Wie sehr ein System verloren ist, wenn gültige Regeln der Willkür weichen, prügelt LEVIATHAN mit schmerzhafter Deutlichkeit in die Rechtsstaat-verwöhnten Hirne seiner Zuschauer ein – Autor und Regisseur Zvyagintsev zeichnet zutiefst pessimistisch das Bild einer Gesellschaft, in der diejenigen aus Launen heraus den Ton angeben, die sich durch gute Kontakte und genügend geschüttelte Hände in Machtpositionen erheben konnten und die breite Masse sich entweder still diesem Diktat beugt (und vermehrt in die Betäubung flieht), oder schwere Konsequenzen zu fürchten hat. Geld ist Macht, Macht ist Kontrolle, Kontrolle ist Herrschaft, also wage bloß nicht den “Leviathan” – ein Symbol für eine übergeordnete, bösartige Macht, dessen metaphorische Bedeutung sich über die Jahrhunderte stark wandelte und das hier jedoch sogar gleich in mehrdeutiger Hinsicht aufgegriffen wird – anzugreifen, die diabolische Allmacht des Staates wird dich zwingend überrollen.

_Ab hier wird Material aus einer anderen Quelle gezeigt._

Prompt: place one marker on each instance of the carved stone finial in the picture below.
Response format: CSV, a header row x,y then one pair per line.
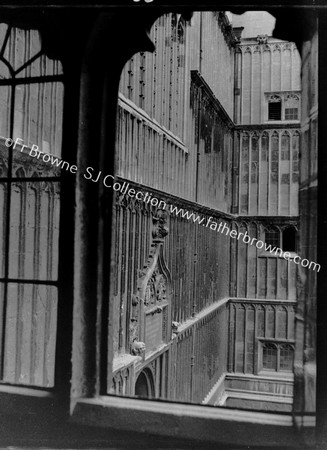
x,y
262,39
160,230
174,329
138,347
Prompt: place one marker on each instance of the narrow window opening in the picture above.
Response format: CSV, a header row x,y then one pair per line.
x,y
274,111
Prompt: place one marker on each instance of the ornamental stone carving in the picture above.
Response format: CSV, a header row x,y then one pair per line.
x,y
262,39
150,307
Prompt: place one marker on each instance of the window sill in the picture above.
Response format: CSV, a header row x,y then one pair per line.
x,y
278,255
205,423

So fatalistisch dies auch klingen mag, so erleben wir hier drastisch (und ist es generell kein Geheimnis), wie schnell die Mächtigen den Verlockungen ihrer Macht erliegen, sofern sie keinerlei Kontrollmechanismen mehr unterworfen sind. Selbst im eigenen, sich nach außen hin gern mit schneeweißer Weste schmückenden, Land dürfen wir dies immer wieder beobachten (man rufe sich das hilflose Akten-Schreddern des Verfassungsschutzes im Zuge der NSU-Affäre vor Augen – Folgen? Keine.) und heimlich angefertigte Dokumentationen wie PUSSY RIOT – A PUNK PRAYER zeigen unverblühmt, wie in Russland trotz internationalen Drucks genau die Art von Gerichtsprozess, wie sie in diesem Werk schier grotesk anmutet, an der Tagesordnung zu sein scheint. Für Gott und den Staat, wer gegen den Wind pinkelt wird weggesperrt, die einzige Möglichkeit dem zu entrinnen, ist selbst zu gezielten Schlägen unter die Gürtellinie überzugehen.
Wie sehr die sich ergebende, tragische Verkettung von Ereignissen in LEVIATHAN, der dauerhafte exzessive Alkoholkonsum nahezu sämtlicher Figuren und die Drastik, mit der die Handlung zuletzt eine schockierende Wendung nimmt, als tatsächliche Bestandsaufnahme des gegenwärtigen Russlands zu werten sind, mögen wohl nur diejenigen einzuschätzen wissen, die den realen Zuständen des Landes direkt ausgesetzt sind – auffällig ist es dennoch, dass gerade Staaten, die im Kontrast zur (uns nur zu gut bekannten) Verschleierung von Missständen, auch heute noch durch das offene Vorhandensein repressiver Politik, Willkür und krasser Zensur Schlagzeilen machen, derart kritische Werke hervor bringen. Nachbarland China wurde wenige Jahre zuvor in A TOUCH OF SIN als entmenschlichter Fleck dekonstruiert, in dem das Individuum unter dem Druck eines verlogenen Systems kollabiert, weil dieses dem Menschen jegliche Individualität abspricht, in LEVIATHAN zerbrechen Existenzen unter dem Druck totalitärer staatlicher Gewalt und haben gar vollständig die Hoffnung auf ein besseres Leben aufgegeben.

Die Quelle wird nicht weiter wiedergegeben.